Reputation: 2763
I need to read in a .txt file, find the row where labels are, return a list (or other iterable) of those labels plus the index of the next line. In this particular program, I use it the first time to open the file and return the labels (which are consistent) and the index of the next line for the purpose of identifying what to open with np.genfromtxt. The subsequent uses are just to determine the index only.
Sometimes, the technician will put an extra carriage return in when entering test parameters and it results in an extra blank line.
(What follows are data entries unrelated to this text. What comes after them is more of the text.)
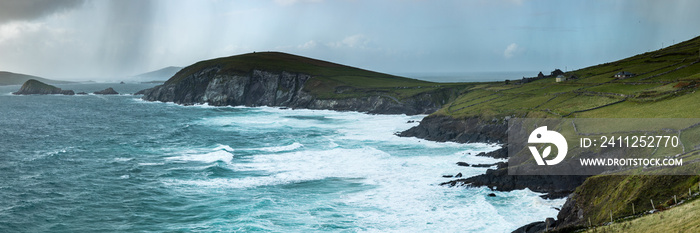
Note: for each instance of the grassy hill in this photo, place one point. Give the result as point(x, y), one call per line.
point(158, 75)
point(9, 78)
point(682, 218)
point(330, 80)
point(664, 86)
When that happens, I get an empty set instead of labels. In TFM it seems that csv.reader takes that blank line as EOF, but I don't see how to tell it to keep checking.
Is there a way to make it do that? Is there a better way to accomplish what I want?
def get_labels(filename):
index = 0
with open(filename, 'rb') as f:
dialect = csv.Sniffer().sniff(f.read())
f.seek(0)
reader = csv.reader(f, dialect)
for row in reader:
if 'TimeStamp (s)' not in row:
index += 1
else:
return row, index + 1
Update: I'm trying to figure out the strip function, but I think this is clunky and not the way to go. Here's what I've tried so far:
def strip(filename):
with open(otherfile, 'wb') as o:
with open(filename, 'rb') as f:
for line in f:
if line == '\n':
continue
else:
o.write(line)
f.close()
o.close()
return o
Upvotes: 0
Views: 4051
Reputation: 77337
The quick way to solve the problem is a second function that strips empty lines. You can use itertools.ifilter
to do the job:
import itertools
def get_labels(filename):
index = 0
with open(filename, 'rb') as f:
sample = ''.join(x[0] for x in zip(itertools.ifilter(strip, f), range(4)))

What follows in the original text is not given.